Les Contes populaires en Italie/chap03

Les Contes populaires en Italie
G. Charpentier, éditeur (p. 38-50).
III
LA LÉGENDE DU SEIGNEUR DE CARINI — CONTES ANTIQUES : RÉMINISCENCES DE POLYPHÈME, DE PSYCHÉ ET DE LAIS.

Voyons — si ces contes peuvent fournir à la science quelques documents nouveaux. Ce qui frappe tout d’abord, c’est à quel point ils ressemblent à ceux des autres provinces italiennes. Il fut un temps (c’était hier) où l’Italie, morcelée en petits états, ne permettait pas à ses enfants du midi de connaître ceux du nord. Ces états mêmes se partageaient en compartiments distincts séparés par des clôtures qu’il n’était pas facile de franchir : les Abruzzais par exemple, les Gampaniens, les Apuliens, les Lucains, les Calabrais, les Siciliens existaient bien sous le sceptre plus ou moins dur du même prince, mais n’avaient pas même un nom commun pour les désigner tous : on avait bien trouvé une combinaison géographique et politique appelée les Deux-Siciles, mais on n’avait jamais pu constituer un peuple appelé les Deux-Siciliens.

Eh bien ! malgré cette dispersion et cet isolement, les Italiens communiquaient entre eux par la poésie, échangeaient des strophes, des idées, des images, et ceci même entre illettrés, par d’insaisissables transmissions que la police ne pouvait réprimer ni prévenir.

Un rispetto sicilien dit qu’un garçon alla se confesser au pape d’aimer une femme éperdument.

— Si c’est comme cela, répond le pape, sois pardonné ; par pénitence, aime-la encore davantage.

La même idée se retrouve dans des chansons populaires de Toscane, du Piémont, de Ligurie, de Vérone et de Milan, seulement il y a des variantes : dans la chanson génoise, le pape prononce, sans trop de rigueur, cet arrêt : « que ce n’est pas un péché d’aimer, pourvu que la fille soit belle. »

À Milan, c’est au curé qu’on s’adresse : « Si c’est péché, répond-il, que ce soit péché (peccato sia), ma mère l’a fait aussi. » Voilà qui nous ramène à la pointe gauloise :

            Eh ! mes petits enfants, pourquoi,
            Si j’ai fait comme ma grand’mère.
            Ne feriez-vous pas comme moi ?

Béranger connaissait-il le couplet milanais lorsqu’il écrivit ces trois vers, ou n’est-ce pas plutôt qu’il y a dans l’air certaines idées qui viennent à tout le monde ? Ces rencontres si fréquentes entre les poètes populaires dans les contes patois de la Péninsule ont donné naissance à une thèse ingénieuse de M. Vittorio Imbriani.
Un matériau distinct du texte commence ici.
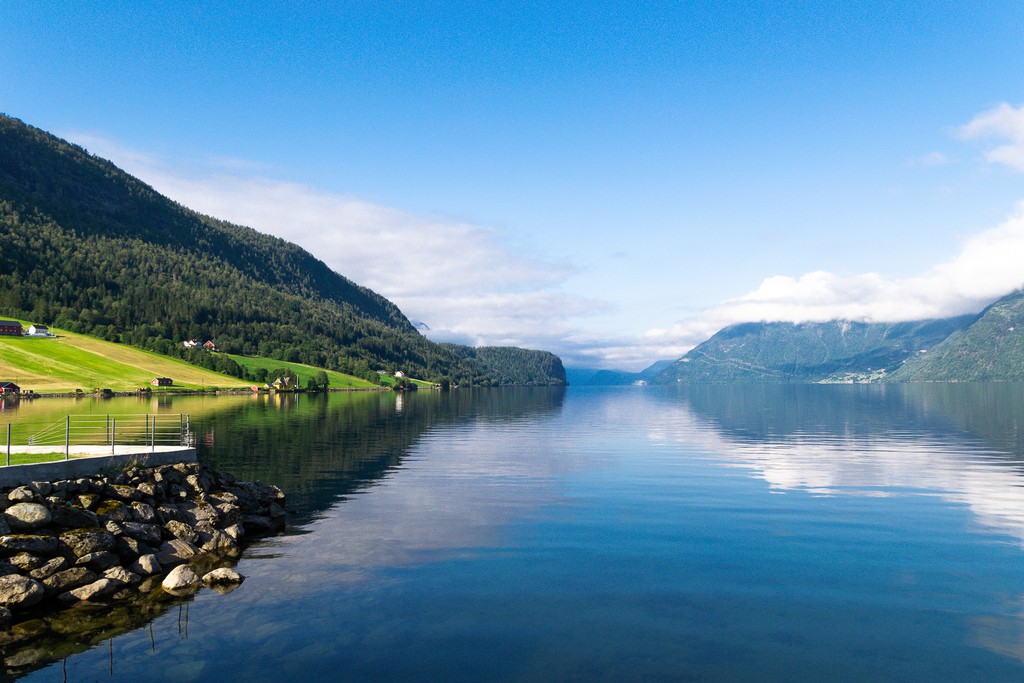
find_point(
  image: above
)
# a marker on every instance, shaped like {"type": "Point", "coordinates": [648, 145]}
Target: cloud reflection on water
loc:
{"type": "Point", "coordinates": [898, 439]}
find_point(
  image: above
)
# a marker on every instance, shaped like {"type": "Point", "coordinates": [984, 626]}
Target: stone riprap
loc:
{"type": "Point", "coordinates": [112, 537]}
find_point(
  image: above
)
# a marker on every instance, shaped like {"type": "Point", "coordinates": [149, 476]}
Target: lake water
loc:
{"type": "Point", "coordinates": [685, 534]}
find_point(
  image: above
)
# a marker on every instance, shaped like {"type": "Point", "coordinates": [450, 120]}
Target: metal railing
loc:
{"type": "Point", "coordinates": [100, 433]}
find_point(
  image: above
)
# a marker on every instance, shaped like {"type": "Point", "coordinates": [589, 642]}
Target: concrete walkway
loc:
{"type": "Point", "coordinates": [87, 461]}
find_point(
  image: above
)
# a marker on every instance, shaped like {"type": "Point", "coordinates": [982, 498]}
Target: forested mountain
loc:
{"type": "Point", "coordinates": [835, 351]}
{"type": "Point", "coordinates": [88, 248]}
{"type": "Point", "coordinates": [992, 348]}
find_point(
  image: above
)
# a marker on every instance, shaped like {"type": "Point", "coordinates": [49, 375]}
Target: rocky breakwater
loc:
{"type": "Point", "coordinates": [109, 538]}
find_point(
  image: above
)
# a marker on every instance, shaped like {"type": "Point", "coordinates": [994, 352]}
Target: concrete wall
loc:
{"type": "Point", "coordinates": [16, 475]}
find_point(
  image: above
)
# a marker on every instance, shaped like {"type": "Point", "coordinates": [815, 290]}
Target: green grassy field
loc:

Ce jeune écrivain a fait un cours à l’université de Naples sur « l’organisme poétique de la poésie populaire italienne, » où il a tâché de prouver que les Italiens, comme tous les autres peuples, eurent une épopée commune, primitive et populaire, dont la partie narrative s’est en quelque sorte disjointe et a disparu. Il n’en est resté que des fragments lyriques qui, arrondis par le temps, ciselés par le peuple, ont fini par former de petits morceaux à part qu’on trouve un peu partout.

M. Imbriani ne s’est pas contenté de lancer cette conjecture dans le public ; il a cherché quelle pouvait être cette épopée primitive dont les brisures seraient devenues, selon lui, les chansons du peuple, et il pense l’avoir trouvée dans une légende sicilienne, « les amours de la fille du seigneur de Carini avec le comte d’Asturi » amours tragiques s’il en fut, car le père tua sa fille. M. Pitrè nous donne dans l’introduction de son recueil de chants siciliens un fragment de poème sur cet horrible sujet. Traduisons ce fragment mot à mot ; on y verra les franchises, les audaces, la syntaxe déréglée, les changements continuels de temps dans les verbes, les grandes ellipses et les enjambées de géant que se permet, en prose comme en vers, la muse plébéienne et rustique. Ces deux couplets nous apprennent comment le prince de Carini surprit les amours de sa fille coupable.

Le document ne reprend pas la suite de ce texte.